The basic principle should generalise to other compute shaders, and
we're still not using anything adapter-specific, so we could e.g. call
this from wined3d_unordered_access_view_gl_clear() as a fallback. (Or
simply the main implementation; glClearTexSubImage() is convenient,
but I'm not sure whether it's any more efficient than using compute
shaders on any GL implementation.)

  - There's a chance that implementing this in a Vulkan-specific way
would be more efficient. E.g. there may be an advantage to using push
constants instead of uniform buffers, and we'd avoid some state
processing. It would be hard to quantify that without doing some
benchmarking first though.
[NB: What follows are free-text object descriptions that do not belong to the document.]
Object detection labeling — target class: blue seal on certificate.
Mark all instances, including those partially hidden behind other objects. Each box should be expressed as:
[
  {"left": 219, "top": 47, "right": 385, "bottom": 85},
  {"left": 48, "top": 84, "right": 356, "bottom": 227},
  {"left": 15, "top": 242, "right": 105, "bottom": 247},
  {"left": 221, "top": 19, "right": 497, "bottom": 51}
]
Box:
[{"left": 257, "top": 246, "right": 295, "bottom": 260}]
If we take this approach, we essentially
want a small wrapper around vkd3d_shader_compile() from the shader
backend; we give it a D3D shader, some interface/binding information,
and get back a SPIR-V shader. Decoupling shader_select_compute() from
the state largely gets us there, although it introduces some asymmetry
between shader_select() and shader_select_compute() (and decoupling
shader_select() from the state won't be quite as easy). Arguably
there's not much of a point in passing the shader backend a
wined3d_shader in this case either; we may as well just pass it the
byte code. This approach is likely the most flexible and the most
efficient, but also likely the most complicated. By its nature, we
can't use the same implementation for different adapter types.